Yo tenía diecinueve años y ya hacía casi un año que vivía en La Habana. Trabajaba en una escuela de San Miguel del Padrón, un municipio marginal de la ciudad. 

Por las tardes, combinaba dos guaguas y después atravesaba caminando un parque hasta llegar a mi casa. A veces, veía a una muchacha sentada en el suelo con su guitarra. Me llamaba la atención y siempre demoraba los pasos para mirarla un poco. Tocaba canciones de los Beatles compulsivamente.

Un día, volviendo del trabajo, decidí detenerme a escucharla y terminamos cantando juntas. Me quedé con ella hasta el anochecer y cantamos “Strawberry Fields” en clave de guaguancó, “Strawbery Fields Forevel”, cover que se convirtió en nuestro chiste de amigas cómplices. 

Unas semanas después, un domingo a la mañana, yo dormía profundamente cuando me despertó la voz megafoneada del vendedor ambulante de barras de guayaba. Salí de la cama de un salto y corrí por el pasillo para alcanzarlo. Cuando llegué a la puerta ya estaba demasiado lejos. Iba a tener que esperar una semana más hasta que volviera. 

Pero esa mañana del dulce de guayaba frustrado, pasó por la puerta de mi casa Yani, la Beatle fan del parque. Era la primera vez que la veía después de nuestro encuentro musical. Ella con sus calzas verde-loro y los ojos color casi calzas. Yo en camisón. 

Nos quedamos charlando un rato largo en la vereda y me invitó a su casa por primera vez (todo un acontecimiento vincular). 

Me vestí rápido y caminamos. Cuando llegamos, me ofreció café y como un ritual que parecía inventado para hipotecar mi nostalgia, se soltó el pelo y prendió un cigarrillo marca Popular. Después corrió la cortinita de un mueble y apareció una estatua de Ochún (patrona de Cuba y orisha del amor y de los ríos). Al lado del altarcito: un ramo de girasoles, una pluma de pavo real y un vaso lleno de miel –todas ofrendas para la virgen dorada–. 

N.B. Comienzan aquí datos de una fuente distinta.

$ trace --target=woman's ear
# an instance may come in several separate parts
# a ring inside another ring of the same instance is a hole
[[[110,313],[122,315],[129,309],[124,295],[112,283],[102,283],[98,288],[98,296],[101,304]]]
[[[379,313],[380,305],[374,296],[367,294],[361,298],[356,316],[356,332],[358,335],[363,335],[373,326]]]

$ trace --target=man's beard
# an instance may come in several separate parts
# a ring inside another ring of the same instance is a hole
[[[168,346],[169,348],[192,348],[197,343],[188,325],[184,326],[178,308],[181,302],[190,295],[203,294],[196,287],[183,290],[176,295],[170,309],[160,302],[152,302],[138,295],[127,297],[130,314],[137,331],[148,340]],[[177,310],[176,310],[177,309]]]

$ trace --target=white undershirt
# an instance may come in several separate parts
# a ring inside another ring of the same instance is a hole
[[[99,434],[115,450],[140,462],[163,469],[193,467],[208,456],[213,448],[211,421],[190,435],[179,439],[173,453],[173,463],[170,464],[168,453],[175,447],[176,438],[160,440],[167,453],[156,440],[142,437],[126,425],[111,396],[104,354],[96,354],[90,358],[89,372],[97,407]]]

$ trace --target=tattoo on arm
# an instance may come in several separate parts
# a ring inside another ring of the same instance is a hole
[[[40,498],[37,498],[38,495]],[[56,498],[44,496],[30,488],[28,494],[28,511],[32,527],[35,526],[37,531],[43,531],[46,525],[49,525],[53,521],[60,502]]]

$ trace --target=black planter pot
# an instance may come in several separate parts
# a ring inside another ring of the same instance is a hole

En el otro extremo del mueble: dos columnas de CD’s perfectamente apilados que no eran salsa, ni son, ni trova. La mayoría eran, por supuesto, Beatles. Los miró de cerca y me dijo que me iba a hacer escuchar algo que estaba de pinga, una banda que casi nadie conocía. Sacó el compact con la icónica portada de la banana y puso play.

Si escuchar a los Beatles era todavía un gesto exótico en el contexto cubano de finales de los 90, tener The Velvet Underground & Nico resultaba prácticamente alienígena.

El primer tema que escuché fue “Sunday Morning”, canción simple y perfecta que abre el disco. Cerré los ojos con esas primeras notas centelleantes y sentí que Yani me había narcotizado sin piedad. No podía ser el café ni los sahumerios de Ochún. Había una melancolía lisérgica en esa música que yo nunca había sentido antes. 

Después de esa oda dulce a la resaca, fue quedando atrás el sabor de fin de fiesta para dar paso a esas alucinaciones yonquis, a un sonido más peligroso y callejero. Yo no sabía nada del entorno neoyorquino de fiestas, dealers y placeres sadomasoquistas en el cual se había gestado esta masterpiece total. Pero de hippismo flower power no tenía nada. Este era un retrato muy distinto del 1967 que yo tenía en la cabeza.  

El disco era oscuro y luminoso a la vez. Un recorrido donde el caos urbano terminaba en catarsis pura.

En un momento, mientras escuchaba pensé: “Tengo que inventarme una fórmula para no olvidarme nunca de este momento ni de esta chica” y cuando se callaron las guitarras disonantes de “European Son”, la última canción del álbum, abrí los ojos alucinada y la vi mirándome con sonrisa satisfecha de sensei musical. Como aterrizando de un viaje iniciático, aún con la cabeza en otro lugar, exclamé: “¡Otra vez!”. Ella se rió fuerte. Caía la noche espesa sobre La Habana y pusimos el disco otra vez. Y otra vez.